I respect quite a few of the elected officials who back Bloomberg now. The vulnerable 2018 House incumbents who back Bloomberg are terrified that the Democratic primary could result in either party infighting or an unelectable candidate. And there are party leaders who think everyone, from Sanders and Warren on the left, to moderate flavors of the month Pete Buttigieg and Amy Klobuchar, are all unelectable. I’m sorry I left out former vice president Joe Biden there; his collapse paved the way for Bloomberg, and it gives me no pleasure to say that I believe his campaign is dead.
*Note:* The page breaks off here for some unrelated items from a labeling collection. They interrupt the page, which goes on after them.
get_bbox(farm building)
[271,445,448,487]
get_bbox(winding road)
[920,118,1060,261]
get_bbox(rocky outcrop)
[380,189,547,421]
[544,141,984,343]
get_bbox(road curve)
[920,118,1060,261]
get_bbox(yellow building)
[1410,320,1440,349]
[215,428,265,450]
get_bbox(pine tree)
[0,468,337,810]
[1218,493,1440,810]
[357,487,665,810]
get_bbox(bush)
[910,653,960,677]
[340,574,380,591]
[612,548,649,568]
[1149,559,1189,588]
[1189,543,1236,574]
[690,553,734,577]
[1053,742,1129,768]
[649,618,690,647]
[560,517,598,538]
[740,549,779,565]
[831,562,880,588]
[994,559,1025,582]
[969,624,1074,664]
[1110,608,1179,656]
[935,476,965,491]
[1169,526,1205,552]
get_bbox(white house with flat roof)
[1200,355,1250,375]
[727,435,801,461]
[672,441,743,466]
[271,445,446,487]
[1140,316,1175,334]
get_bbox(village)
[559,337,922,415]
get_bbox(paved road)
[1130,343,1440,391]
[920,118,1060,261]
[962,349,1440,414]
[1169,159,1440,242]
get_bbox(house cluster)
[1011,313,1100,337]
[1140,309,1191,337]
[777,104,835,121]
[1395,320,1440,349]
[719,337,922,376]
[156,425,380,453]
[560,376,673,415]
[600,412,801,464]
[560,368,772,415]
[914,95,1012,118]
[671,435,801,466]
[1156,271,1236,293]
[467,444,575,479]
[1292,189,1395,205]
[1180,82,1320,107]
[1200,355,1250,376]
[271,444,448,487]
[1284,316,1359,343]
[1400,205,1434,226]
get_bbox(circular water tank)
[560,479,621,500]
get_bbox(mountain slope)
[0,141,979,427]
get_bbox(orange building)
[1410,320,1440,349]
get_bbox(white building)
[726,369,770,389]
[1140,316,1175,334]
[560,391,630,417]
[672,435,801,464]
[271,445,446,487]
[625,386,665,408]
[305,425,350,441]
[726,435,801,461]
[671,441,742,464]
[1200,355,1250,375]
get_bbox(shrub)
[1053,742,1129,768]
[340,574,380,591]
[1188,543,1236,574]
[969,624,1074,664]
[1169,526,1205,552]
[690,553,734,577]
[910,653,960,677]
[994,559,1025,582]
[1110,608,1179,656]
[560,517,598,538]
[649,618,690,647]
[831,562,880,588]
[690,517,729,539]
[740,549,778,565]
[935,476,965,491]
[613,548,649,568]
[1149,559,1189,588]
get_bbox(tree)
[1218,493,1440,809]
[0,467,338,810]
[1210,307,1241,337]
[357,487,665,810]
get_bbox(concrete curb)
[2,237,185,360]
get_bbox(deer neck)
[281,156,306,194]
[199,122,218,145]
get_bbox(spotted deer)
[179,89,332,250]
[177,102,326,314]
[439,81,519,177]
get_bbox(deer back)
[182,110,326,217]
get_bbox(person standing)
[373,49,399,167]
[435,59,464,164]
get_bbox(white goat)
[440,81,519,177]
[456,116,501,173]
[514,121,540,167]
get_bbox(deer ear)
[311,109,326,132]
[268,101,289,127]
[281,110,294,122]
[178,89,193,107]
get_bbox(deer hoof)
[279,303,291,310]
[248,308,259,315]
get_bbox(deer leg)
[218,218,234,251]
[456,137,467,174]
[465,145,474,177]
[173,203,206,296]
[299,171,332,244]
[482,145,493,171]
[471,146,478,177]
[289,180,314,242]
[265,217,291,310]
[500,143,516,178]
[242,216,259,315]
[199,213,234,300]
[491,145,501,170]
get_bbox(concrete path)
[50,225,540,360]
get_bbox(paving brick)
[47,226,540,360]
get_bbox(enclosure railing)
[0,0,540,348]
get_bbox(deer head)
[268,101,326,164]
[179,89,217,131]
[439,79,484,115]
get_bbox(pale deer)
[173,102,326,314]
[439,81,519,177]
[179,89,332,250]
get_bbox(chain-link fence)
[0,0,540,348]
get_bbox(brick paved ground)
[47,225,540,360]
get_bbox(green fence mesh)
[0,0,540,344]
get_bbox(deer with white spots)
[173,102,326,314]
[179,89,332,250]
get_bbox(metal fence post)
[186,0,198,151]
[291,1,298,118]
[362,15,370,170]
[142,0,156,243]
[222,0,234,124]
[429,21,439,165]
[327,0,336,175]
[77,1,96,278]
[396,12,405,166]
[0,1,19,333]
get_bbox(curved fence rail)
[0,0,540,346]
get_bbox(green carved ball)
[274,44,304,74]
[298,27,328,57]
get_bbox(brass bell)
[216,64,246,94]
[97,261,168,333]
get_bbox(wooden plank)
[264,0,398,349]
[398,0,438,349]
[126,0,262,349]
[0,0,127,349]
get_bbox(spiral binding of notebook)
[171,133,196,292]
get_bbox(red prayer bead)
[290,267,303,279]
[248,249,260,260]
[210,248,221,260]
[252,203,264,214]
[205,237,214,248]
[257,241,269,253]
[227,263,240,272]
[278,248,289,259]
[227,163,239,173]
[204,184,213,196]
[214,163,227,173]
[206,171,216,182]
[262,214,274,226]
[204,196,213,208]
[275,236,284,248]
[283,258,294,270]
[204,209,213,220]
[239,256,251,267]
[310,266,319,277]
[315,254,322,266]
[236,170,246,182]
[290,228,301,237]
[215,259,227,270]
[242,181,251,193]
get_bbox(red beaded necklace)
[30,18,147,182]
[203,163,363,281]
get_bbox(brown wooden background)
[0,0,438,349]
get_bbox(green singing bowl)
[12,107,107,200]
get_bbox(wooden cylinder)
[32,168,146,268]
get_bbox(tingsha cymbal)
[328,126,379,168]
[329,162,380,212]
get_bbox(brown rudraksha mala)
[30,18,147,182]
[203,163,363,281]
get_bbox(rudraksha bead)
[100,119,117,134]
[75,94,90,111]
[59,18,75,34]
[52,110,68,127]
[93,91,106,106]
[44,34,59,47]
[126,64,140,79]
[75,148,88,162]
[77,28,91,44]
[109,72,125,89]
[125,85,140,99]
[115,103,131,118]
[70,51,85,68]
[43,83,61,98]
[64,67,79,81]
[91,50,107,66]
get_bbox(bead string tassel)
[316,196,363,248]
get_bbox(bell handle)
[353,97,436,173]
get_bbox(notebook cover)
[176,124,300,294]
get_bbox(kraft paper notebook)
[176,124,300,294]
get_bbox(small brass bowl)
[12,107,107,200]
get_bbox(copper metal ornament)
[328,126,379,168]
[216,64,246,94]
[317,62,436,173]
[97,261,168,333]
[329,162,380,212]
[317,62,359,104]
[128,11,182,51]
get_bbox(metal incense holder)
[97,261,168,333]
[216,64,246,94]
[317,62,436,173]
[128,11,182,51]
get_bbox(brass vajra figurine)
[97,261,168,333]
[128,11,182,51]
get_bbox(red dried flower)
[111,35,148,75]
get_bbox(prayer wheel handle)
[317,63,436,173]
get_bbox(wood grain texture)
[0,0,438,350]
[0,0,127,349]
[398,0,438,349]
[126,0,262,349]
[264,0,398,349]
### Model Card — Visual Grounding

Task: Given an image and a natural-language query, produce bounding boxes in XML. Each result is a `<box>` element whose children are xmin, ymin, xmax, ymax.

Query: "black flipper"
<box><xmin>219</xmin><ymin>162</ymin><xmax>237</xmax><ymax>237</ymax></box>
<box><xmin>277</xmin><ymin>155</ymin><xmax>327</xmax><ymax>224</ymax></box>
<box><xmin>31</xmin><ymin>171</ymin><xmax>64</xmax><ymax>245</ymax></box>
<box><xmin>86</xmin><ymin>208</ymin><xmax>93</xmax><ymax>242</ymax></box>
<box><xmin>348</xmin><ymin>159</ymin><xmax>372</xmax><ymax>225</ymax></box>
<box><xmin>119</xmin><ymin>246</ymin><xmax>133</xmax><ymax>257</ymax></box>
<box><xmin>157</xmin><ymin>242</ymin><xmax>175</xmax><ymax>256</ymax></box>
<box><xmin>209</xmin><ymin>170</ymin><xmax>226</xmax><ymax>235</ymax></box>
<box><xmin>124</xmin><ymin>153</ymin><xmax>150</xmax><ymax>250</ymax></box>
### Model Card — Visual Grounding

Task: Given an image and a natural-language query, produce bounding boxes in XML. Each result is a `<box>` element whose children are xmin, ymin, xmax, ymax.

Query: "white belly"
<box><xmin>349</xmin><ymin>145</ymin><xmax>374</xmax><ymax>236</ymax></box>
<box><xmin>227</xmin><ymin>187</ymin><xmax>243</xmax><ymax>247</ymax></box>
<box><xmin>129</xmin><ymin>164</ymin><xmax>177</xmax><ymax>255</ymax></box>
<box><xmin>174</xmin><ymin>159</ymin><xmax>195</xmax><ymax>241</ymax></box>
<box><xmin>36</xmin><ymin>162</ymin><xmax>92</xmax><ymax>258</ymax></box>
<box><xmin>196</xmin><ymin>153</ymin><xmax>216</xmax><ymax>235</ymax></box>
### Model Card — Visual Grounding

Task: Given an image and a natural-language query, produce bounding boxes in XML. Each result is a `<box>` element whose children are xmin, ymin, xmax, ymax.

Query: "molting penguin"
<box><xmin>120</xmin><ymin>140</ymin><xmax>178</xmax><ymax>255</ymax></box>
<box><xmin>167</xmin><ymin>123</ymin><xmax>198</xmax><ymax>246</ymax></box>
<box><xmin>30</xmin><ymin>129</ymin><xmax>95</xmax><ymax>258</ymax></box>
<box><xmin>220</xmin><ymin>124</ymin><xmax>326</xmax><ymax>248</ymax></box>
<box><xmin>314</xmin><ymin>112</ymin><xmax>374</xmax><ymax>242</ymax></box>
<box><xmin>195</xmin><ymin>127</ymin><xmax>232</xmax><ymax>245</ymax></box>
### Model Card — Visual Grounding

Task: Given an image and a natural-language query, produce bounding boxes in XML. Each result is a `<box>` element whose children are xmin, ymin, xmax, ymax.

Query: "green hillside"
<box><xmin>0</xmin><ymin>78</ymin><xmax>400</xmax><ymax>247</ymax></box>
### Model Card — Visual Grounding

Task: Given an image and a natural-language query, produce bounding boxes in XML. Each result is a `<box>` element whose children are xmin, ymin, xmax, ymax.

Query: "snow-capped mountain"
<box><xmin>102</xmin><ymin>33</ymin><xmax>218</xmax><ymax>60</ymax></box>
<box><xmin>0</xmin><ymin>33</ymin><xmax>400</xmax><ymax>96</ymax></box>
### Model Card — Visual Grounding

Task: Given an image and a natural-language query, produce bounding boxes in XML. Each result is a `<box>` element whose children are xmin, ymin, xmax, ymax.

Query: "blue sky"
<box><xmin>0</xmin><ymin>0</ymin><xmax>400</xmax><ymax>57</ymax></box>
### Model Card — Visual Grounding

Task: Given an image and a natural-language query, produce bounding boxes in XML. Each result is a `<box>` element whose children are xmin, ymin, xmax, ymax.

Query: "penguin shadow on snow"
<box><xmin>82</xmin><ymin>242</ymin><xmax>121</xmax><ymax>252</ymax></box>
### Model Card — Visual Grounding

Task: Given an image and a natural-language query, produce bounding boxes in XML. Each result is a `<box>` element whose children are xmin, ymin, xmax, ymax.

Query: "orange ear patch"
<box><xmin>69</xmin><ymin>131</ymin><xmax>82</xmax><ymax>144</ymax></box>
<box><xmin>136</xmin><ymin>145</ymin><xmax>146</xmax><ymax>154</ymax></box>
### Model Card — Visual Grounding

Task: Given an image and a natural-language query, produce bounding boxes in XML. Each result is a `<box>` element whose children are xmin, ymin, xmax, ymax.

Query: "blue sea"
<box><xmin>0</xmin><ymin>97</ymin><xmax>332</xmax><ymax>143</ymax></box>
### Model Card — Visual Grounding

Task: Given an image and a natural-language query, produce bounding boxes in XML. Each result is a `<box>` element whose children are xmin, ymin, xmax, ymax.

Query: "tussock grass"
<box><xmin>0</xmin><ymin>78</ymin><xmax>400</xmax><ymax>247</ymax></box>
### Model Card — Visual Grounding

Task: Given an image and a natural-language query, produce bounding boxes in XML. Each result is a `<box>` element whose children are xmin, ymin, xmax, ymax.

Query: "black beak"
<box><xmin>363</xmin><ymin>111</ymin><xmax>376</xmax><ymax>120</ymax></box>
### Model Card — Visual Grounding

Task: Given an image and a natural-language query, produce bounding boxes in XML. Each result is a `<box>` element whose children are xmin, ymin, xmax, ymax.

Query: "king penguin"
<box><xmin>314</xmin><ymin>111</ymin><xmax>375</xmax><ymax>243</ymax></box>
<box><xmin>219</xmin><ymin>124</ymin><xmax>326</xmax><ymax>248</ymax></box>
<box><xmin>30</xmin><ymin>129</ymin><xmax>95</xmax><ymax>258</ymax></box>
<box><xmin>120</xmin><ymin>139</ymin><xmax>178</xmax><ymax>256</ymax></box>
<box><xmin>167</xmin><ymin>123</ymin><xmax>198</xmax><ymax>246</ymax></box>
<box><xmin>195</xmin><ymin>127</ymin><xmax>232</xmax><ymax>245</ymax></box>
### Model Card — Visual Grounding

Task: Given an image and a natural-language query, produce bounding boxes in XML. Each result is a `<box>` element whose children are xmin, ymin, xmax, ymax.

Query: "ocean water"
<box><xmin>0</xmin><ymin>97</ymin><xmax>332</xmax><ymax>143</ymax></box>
So it’s time for Bloomberg to come out of hiding and face his fellow Democratic candidates and the media. He cannot win without presenting a compelling case for his candidacy beyond great ads. Democrats need to know the man, and they need to see him in action, defending or abandoning his past policies, explaining where and why he’s changed his mind, and showing why he’s the man for this moment.
I confess, I’d love to have his billions against Donald Trump. But I’d prefer a massive voter movement to defeat the incumbent. If Bloomberg can do both, more power to him. If he can’t, the sooner we know, the better.